Johnny Gant recalls sneaking a right hand over Muhammad Ali’s jab.

That got the Champ’s attention.

“You’re not as dumb as you look,” joked Ali.

Gant, former owner of The Art of Boxing training gym in Midtown, was a younger man then, working with Ali’s trainer Angelo Dundee at his Deer Lake gym near Reading, Pa., and occasionally sparring with The Greatest.

“He was bigger than life, very sociable, very playful,” said Gant, 67, who works training students at Tri-Cities High School.

“I copied his style,” said Gant. “Hit, and don’t get hit.”

Gant was among the Atlanta boxers and former boxers reminiscing about the late Muhammad Ali this week and planning to attend Ali’s funeral Friday in Louisville, Ky. “I was jogging in Stone Mountain today,” said Gant Monday, “and I thought, if I don’t go (to the funeral), I won’t forgive myself.”
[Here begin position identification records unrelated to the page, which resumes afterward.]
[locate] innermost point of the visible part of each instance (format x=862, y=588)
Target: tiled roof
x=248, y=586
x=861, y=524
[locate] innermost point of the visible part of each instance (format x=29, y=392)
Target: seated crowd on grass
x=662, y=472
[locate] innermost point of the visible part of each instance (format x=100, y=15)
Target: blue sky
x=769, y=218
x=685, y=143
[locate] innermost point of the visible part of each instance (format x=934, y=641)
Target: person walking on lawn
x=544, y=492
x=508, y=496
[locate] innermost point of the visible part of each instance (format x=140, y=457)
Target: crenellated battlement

Xavier Biggs, 59, who co-owns the Decatur Boxing Club, said Ali “was just was way bigger than boxing. Boxing was just his platform for him to do everything he was destined to do. He was one of our greatest warriors and our greatest messengers.”
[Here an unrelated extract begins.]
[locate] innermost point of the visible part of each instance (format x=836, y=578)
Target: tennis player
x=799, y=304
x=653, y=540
Biggs, a Philadelphia native, also remembers watching Ali train in Deer Lake, and said when Ali hit the heavy bag “it sounded like pistol shots going off.”

Said Biggs, “he was such a big beautiful man; he just had a presence that was radiant.” Biggs’ father, who loved boxing, and took his sons to the fights in Philadelphia. The father was not an immediate fan of Ali. “At first he didn’t like him, because he said he talked too much. Then he fell in love with him, more than any other fighter.”
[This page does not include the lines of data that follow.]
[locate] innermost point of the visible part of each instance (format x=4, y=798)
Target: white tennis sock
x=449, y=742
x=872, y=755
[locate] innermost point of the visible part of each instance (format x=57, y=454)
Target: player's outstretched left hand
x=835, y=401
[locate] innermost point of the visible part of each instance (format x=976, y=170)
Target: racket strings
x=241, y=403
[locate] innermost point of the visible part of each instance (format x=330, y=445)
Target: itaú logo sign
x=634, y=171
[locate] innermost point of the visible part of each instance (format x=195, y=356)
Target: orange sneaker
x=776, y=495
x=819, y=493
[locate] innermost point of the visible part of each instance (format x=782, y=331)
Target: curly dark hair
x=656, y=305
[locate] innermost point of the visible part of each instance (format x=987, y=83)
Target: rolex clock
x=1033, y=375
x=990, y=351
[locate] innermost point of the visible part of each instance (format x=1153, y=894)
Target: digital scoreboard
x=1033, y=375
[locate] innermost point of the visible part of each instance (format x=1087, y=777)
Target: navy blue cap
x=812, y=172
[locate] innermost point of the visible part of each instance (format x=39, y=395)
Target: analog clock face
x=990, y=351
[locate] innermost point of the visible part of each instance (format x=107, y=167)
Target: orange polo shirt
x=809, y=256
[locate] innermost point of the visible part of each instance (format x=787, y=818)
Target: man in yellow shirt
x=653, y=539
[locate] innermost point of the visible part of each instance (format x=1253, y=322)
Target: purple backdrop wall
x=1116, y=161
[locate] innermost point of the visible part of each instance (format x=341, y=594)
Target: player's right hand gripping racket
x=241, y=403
Gant had a boxing career that included a place on the undercard during an Ali fight at the Baltimore Civic Center and a Landover, Md., bout with Sugar Ray Leonard in 1979.

When Gant ran into Ali at the Denver airport in the early ’80s, he made a point of telling Ali how much he had changed his life. Gant moved to Atlanta in 1988, and was in the Olympic stadium in 1996 when Ali lit the torch during the Opening Ceremonies of the Atlanta Games. “I was so shocked and surprised and happy, it brings tears to my eyes even now.”